Photographer and documentary filmmaker Patricia Goudvis traveled across the South in the summer of 1974 to document Black agricultural cooperatives and labor organizing. Goudvis was born in Vermilion, Ohio on January 20, 1953 and attended Verde Valley High School in Arizona.

As a student at UC Berkeley, she attended the First National Conference on Land Reform in 1963. With the help of organizers, she met at the conference, she developed a plan to travel across the South and document sugarcane farming in Louisiana, poultry farming in Mississippi, and the work of the Federation of Southern Cooperatives (FSC) and Emergency Land Fund (LAF).

Goudvis traveled from San Francisco to Louisiana, where she documented the labor of Black sugarcane workers and their efforts to improve working conditions. Goudvis photographed working-class families living on or adjacent to plantations, cane fields, and sugarcane processing mills in Franklin, Houma, Thibodaux, Napoleonville, and Grand Caillou. In Louisiana, Goudvis photographed the annual USDA hearing on cane workers’ wages in Houma, Louisiana as well as key members of the Southern Mutual Help Association, Inc. (SMHA), a coalition formed in 1969 that sought fundamental change to the working conditions of sugarcane workers in the Southeast, providing education, medical, and social and legal advocacy to workers in Louisiana.

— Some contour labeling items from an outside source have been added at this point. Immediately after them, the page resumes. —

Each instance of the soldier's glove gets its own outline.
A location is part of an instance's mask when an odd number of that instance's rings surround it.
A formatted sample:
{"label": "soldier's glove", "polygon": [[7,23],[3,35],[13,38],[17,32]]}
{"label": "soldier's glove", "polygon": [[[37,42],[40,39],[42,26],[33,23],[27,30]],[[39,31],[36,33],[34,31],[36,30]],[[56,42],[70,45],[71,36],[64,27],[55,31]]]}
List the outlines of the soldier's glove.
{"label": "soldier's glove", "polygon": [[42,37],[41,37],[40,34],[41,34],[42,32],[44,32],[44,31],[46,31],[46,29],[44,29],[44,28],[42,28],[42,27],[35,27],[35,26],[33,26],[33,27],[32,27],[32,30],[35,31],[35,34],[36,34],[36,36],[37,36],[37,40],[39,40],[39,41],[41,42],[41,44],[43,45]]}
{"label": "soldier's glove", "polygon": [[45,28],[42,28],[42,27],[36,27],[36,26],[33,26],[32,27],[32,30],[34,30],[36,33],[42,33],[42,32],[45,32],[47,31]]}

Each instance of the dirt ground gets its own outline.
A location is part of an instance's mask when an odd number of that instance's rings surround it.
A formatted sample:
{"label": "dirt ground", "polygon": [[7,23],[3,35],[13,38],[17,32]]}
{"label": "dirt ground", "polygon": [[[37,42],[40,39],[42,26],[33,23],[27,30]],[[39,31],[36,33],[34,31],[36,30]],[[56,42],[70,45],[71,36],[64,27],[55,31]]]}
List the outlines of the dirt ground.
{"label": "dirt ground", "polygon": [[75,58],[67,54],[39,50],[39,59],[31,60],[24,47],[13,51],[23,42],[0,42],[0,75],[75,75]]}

After Louisiana, Goudvis traveled to Forest, Mississippi, where she photographed poultry processing workers who organized with the independent Mississippi Poultry Workers' Union (MPWU). The MPWU formed on May 10th, 1972 after 60 workers at Forest’s Southeastern Poultry walked off the job demanding a 15 cent raise, collective bargaining rights, and paid vacation. The union won National Labor Relations Board elections at Gaddis Packing Company and Poultry Packers the same year. Management broke the strike by 1975 by hiring white strikebreakers and refusing to negotiate over key aspects of the contract, including a no-strike clause, with the help of law firm Kullman, Lang, Inman and Bee.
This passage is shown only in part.